Shooting stars
"Shooting stars are angels falling to Earth, sweetheart. If you see one, you should make a wish." A woman's voice, a hand pointing to a streak of light across the sky. "But it's getting late, and you need to sleep."
Waking up and tiptoeing to the window, like she did every night, hoping to see another angel and make another wish. She wasn't really sure what a wish was. She thought it was like asking mummy for another sweetie, or to wear her blue dress to nursery, only she didn't ask mummy. And tonight there it was, shooting across the night, a vein of fire against all the other stars. It kept falling, burning brighter, brighter still, until it fell to Earth in the woods behind the house.
She wasn't supposed to go out alone. If she wasn't in the house or the garden, then she had to be holding mummy or daddy's hand. But this was an angel. Angels were good. Angels granted wishes. If she went and spoke to the angel, and said please and thank you, then surely it would do what she asked.

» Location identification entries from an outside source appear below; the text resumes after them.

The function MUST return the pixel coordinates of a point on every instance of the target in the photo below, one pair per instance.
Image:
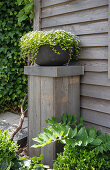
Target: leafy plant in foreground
(32, 41)
(72, 134)
(9, 160)
(82, 158)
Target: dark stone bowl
(47, 57)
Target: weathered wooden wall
(89, 20)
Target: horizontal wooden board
(76, 17)
(96, 117)
(46, 3)
(96, 78)
(83, 28)
(94, 53)
(102, 128)
(94, 40)
(95, 104)
(72, 6)
(101, 92)
(94, 65)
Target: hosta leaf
(99, 132)
(92, 132)
(74, 133)
(108, 145)
(96, 142)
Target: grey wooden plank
(94, 53)
(60, 96)
(47, 112)
(92, 62)
(72, 6)
(33, 113)
(102, 128)
(37, 17)
(94, 65)
(94, 40)
(96, 68)
(96, 78)
(74, 96)
(98, 118)
(76, 17)
(100, 92)
(83, 28)
(109, 41)
(54, 71)
(46, 3)
(95, 104)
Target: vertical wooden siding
(89, 20)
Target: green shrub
(31, 42)
(82, 158)
(84, 148)
(7, 151)
(9, 160)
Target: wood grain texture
(46, 3)
(34, 126)
(96, 78)
(109, 41)
(47, 112)
(95, 117)
(94, 53)
(95, 104)
(76, 17)
(83, 28)
(94, 91)
(37, 17)
(94, 65)
(72, 6)
(94, 40)
(74, 96)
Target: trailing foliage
(82, 158)
(84, 148)
(9, 160)
(72, 134)
(7, 151)
(31, 42)
(13, 82)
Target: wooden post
(52, 92)
(37, 17)
(109, 40)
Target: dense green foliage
(7, 151)
(14, 22)
(31, 42)
(9, 160)
(72, 134)
(84, 148)
(82, 158)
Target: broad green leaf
(96, 142)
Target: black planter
(47, 57)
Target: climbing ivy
(15, 21)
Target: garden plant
(84, 148)
(9, 160)
(32, 41)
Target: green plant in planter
(32, 41)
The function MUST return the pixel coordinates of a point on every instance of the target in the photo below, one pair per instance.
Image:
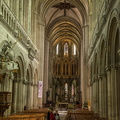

Creeping across the carpet, she reached for the door handle—
"Asta. Asta. You need to wake up." A gentle voice insisted. The wrong voice. Only one person ever called her Asta and he…
She opened her eyes. The thought fled with the invasive light, and she found Coulson stood at the foot of her bed, fully dressed. For a moment she wondered if she'd overslept, but a glance at the window showed it was still fully dark outside.
"Hmwhat?" she managed, flinching back from the overhead light.
"We have a situation and we need to leave this base. I need you to dress and be ready to leave in the next few minutes."
By the time she'd regained the ability to control her mouth, Coulson was already on the other side of the door. She was too woozy-headed to even think about what was going on, stumbling into the bathroom and then around the room for her clothes. She knocked when she was ready and the door swung open. The corridor was deserted, but she could hear activity echoing down from other parts of the building. For the first time since she'd met him, Coulson was visibly armed.
If that didn't wake her up, nothing would.
She followed him without waiting for more information. He didn't run, exactly, but his pace wasn't slow, and she was breathless as they took the stairs down, two at a time, to the underground garage. There were dozens of other people around here, in suits like Coulson's or the soldiers' black uniforms. Boxes were being hauled into trucks, and she could hear the irrhythmic stomping of boots echoing down all the corridors that led here. This was weird. In all their trips out of the compound, there had always been two of the agents with her—Coulson and Romanoff, or Romanoff and one of the nameless soldiers. The attention had always been on her, but this time it was just Coulson, the other soldiers all to busy, and he seemed more focused on bundling her into a car. The driver was already accelerating out into the desert as she buckled in.
"What's going on?" she finally whispered. Theirs wasn't the only car heading out across the scrub—the entire bases' fleet seemed to be crawling across the desert like overgrown beetles.
"We've been compromised," Coulson replied. He was quietly inputting a message into a tiny device—a phone, Asta guessed—and she waited for him to continue, but he never did.
They were going in the complete opposite direction to the town they went to on their trips out. It'd been a while, actually, because Coulson was only around for a few days each month and Romanoff only checked in occasionally. She hadn't realised how much she missed the outside world until her excursions into it were curtailed. Without Coulson around, no one else was much interested in an amnesiac. Now she wondered how much of the outside world she could handle, because compromised made it sound like they wouldn't be going back to the base.
The ground rumbled beneath her and at first she thought it was the car engine, but the sensation grew until she turned around to stare out of the back window. Dust billowed up into the air around the compound, one wave after another, and she realised she was witnessing sections of the buildings being swallowed by the earth.
In one fireball that engulfed the view, the base ceased to exist.
"Oh," was all she could manage, any profanity or blasphemy she might be tempted by stolen with her breath. Besides her, Coulson went absolutely still.
She was ashamed of her next reaction, the idle thought that her favourite books—the ones she'd never given back—were still piled up beside her bed. And then she realised that she didn't know if everyone had made it out of there before the explosion, and what if they hadn't? She didn't want to look at Coulson; she didn't want to look in the rearview mirror at the retreating flames. She wouldn't really miss that book about Norse mythology—it could be replaced. But perhaps she'd miss the compound. It was, after all, the only home she could remember knowing.
The story is slightly AU from the Avengers, in some places more than others. That means Coulson had different priorities the night Loki arrived and snatched the Tesseract than he did in the film-namely, getting Asta safely out.